Posts Tagged ‘site’

Site update 090723

Saturday, July 25th, 2009

It’s been awhile since my last rant, so I now present you the new super-ultra-mega-rant-3000. Feel free to skim for headings of interest, or just read the whole thing to earn 10 extra evil points.

I’m going to talk about recent events, not dumb black/white US shit kind of recent events, but actual recent MMA events. I’ll also discuss a big UFC myth, delve into the UFC business model a bit, and talk about how the mma-elo.com system reacts to new fighters. If this interests you at all then read on, if not, make a suggestion for next week! 8P
(more…)

BTN: System Accuracy

Wednesday, December 24th, 2008

Unlike my last few relationship I’m going to start this rant by being painfully honest. This rant contains math. There I said it, but now that we know, lets try to work through this together.

I’ve tried to provide examples and keep the math simple. If you have any questions please feel free to ask and I’ll attempt to explain further.

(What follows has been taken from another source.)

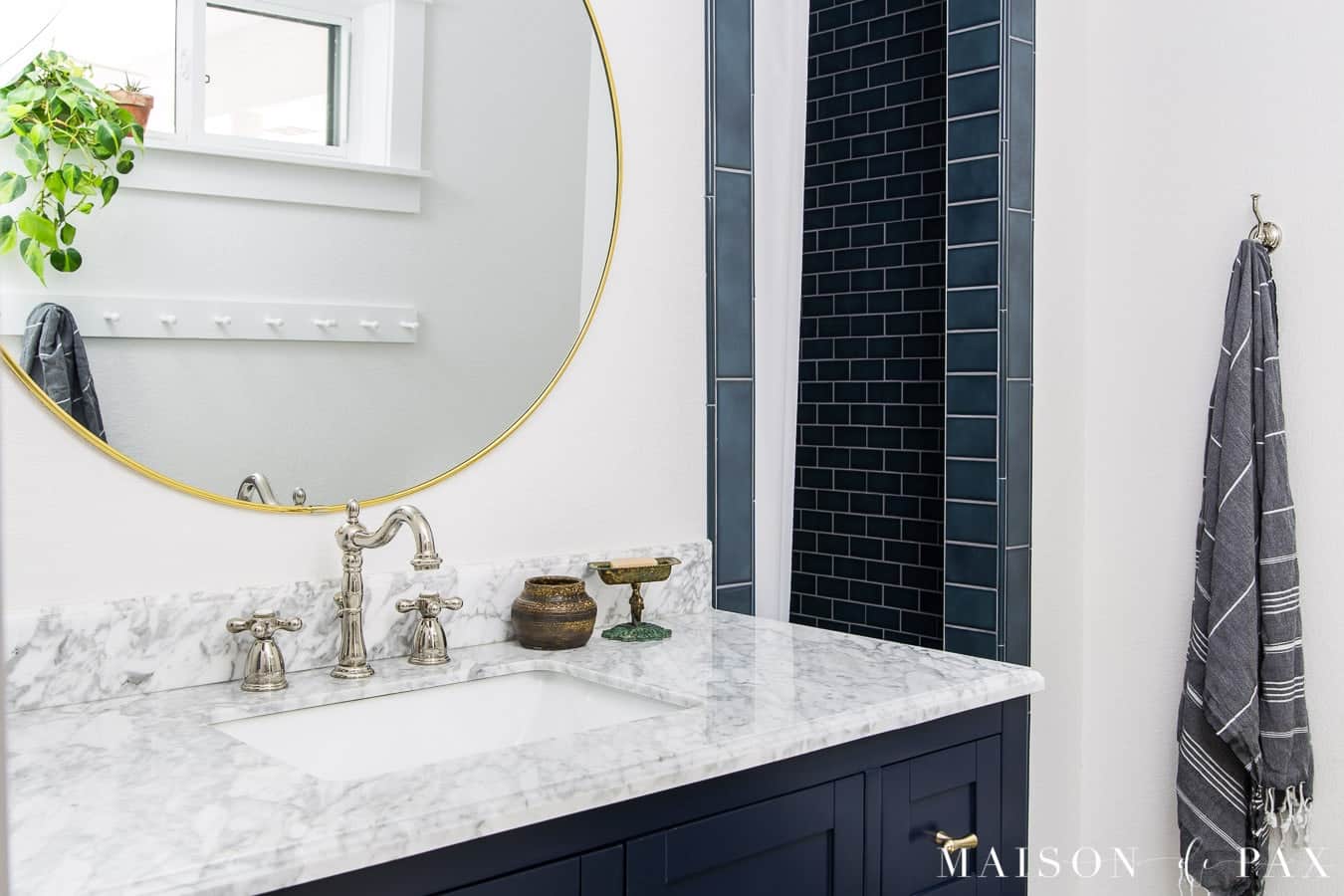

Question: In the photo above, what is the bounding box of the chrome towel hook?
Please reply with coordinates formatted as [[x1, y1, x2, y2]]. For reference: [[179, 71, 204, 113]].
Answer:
[[1245, 193, 1283, 251]]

Even for those that hate math I’d suggest trying to read through it a time or two.

With the disclaimer out of the way, lets move on. The point of this rant is to examine how best to measure and represent system accuracy. I’m going to go over three methods that have been suggested and show how the current system model on the site measures up. There will also be a brief(ish) discussion of what I perceive the pros and cons to be with each approach. Feedback here is much appreciated as I’d like this metric to be something people could quickly use to weigh one system against another.

Method 1: Heads I win, Tails you lose

The first approach is the most basic. It looks at every fight and measures how many fights the higher rated fighter won. It then divides that number by the total number of fights.

Example

Assume there were only 10 fights, and the higher rated fighter won 4 of them, then the result would be 40%. That is to say that the system was correct 40% of the time.

The good, the bad, and the ugly

PROS: One of the upsides of this approach is that the number is very easy to understand. It’s very easy for someone to look at past picks and understand they got 2 out 5 right. Another benefit is that this number is easily compared to other systems.

CONS: The biggest downside to this metric is that it deviates from the entire basis of the site. When talking about sports almost nothing is ever 100%. One of the major benefits of the site is that it is able to recognize that even though one fighter is rated higher that doesn’t guarantee victory or even proclaim vast superiority(such proclamations should be left to the fans and the fighter’s mom).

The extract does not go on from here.